The law in Texas never intended that persons who were arrested but never convicted have their records stained for life. Background searches are cold and matter of fact. They do not clarify or explain injustices. In a very competitive job market, a record of arrest or prosecution in one’s background may be perceived negatively.
Generally, the following factors must be involved, among other things to successfully apply:
1) Case dismissed by prosecutor and accepted by the court.
2) Case dismissed by prosecutor and accepted by the court following the successful completion of a pre-trial diversion program.
3) Not guilty verdict at trial and no appeal pending.
4) Arrested and case rejected by prosecutors at intake because of lacking elements for successful prosecution.
5) Arrested and no action (complaint) taken after one year by prosecutors for a Class A or B misdemeanor.
6) Arrested and no action (indictment) taken after three years by prosecutors for a felony case or misdemeanor if a felony was one of the charges out of the same arrest or case.
In any of the above circumstances, it is possible for District Attorney’s Office, DPS or other law enforcement agencies to object to the expunction and prove to the court why the record should remain because of an ongoing investigation or some other clear and convincing reason as to how justice would be served.
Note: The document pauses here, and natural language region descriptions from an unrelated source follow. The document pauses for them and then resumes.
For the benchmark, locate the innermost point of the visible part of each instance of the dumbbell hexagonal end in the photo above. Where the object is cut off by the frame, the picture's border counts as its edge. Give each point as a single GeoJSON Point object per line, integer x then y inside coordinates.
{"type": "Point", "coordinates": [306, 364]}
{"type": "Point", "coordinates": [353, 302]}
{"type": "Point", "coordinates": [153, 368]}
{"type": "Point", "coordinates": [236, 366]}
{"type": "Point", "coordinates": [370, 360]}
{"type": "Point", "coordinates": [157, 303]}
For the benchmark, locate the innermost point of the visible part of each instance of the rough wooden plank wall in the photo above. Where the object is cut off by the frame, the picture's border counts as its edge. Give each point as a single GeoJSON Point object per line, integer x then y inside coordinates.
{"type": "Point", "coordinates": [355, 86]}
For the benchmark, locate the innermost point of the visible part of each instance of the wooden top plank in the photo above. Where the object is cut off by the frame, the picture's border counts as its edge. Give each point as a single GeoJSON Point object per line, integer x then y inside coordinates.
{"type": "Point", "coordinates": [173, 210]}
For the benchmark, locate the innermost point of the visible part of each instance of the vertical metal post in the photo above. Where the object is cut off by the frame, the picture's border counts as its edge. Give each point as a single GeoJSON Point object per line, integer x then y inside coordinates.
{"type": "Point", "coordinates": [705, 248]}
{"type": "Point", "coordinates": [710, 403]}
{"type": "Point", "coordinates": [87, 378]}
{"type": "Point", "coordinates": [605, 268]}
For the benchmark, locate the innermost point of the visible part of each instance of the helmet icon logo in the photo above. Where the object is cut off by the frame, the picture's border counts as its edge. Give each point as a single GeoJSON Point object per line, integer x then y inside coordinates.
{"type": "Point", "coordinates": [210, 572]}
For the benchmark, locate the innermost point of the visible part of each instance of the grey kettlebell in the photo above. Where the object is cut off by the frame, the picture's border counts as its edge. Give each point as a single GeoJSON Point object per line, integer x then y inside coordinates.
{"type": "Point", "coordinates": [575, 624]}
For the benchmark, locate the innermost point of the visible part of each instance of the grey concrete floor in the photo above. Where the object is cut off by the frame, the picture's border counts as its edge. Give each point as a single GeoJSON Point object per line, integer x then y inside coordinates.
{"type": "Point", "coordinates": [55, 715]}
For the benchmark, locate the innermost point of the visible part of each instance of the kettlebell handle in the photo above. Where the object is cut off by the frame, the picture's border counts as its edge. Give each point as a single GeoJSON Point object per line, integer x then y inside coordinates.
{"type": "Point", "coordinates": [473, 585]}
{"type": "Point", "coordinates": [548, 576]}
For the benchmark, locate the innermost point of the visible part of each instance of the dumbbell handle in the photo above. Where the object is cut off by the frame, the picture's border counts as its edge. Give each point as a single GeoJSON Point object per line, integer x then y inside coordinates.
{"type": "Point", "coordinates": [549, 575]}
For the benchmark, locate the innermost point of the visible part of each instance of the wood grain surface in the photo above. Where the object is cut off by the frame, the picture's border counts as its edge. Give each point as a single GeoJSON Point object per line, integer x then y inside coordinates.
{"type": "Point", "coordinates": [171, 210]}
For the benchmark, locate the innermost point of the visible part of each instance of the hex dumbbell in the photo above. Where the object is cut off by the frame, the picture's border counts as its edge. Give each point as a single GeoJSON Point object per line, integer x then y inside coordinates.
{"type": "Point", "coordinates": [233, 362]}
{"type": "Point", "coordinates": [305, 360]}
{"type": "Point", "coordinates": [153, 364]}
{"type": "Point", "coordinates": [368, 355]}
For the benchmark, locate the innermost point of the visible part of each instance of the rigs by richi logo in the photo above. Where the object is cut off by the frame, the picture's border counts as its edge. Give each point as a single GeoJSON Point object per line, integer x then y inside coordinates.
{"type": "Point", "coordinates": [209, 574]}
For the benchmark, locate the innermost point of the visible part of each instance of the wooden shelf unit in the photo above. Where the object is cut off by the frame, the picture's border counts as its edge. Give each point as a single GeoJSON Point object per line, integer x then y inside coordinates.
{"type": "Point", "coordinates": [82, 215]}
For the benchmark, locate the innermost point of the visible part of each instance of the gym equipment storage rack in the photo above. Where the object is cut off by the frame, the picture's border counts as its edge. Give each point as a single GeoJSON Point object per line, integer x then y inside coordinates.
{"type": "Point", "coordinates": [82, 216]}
Some jurisdictions in Texas will oppose an expunction for a felony that was dismissed if the person pled guilty to a misdemeanor as part of the plea bargain stemming from the same arrest or case. However, at the time of this writing, this is not settled law, or law that has been adopted by the 13 Court of Appeals, which reviews cases for a large portion of South Texas that includes Cameron and Hidalgo Counties. The Barrera Law Firm feels that this law does not comply with the intent of our Texas legislators and goes against the basic policy underlying plea bargains.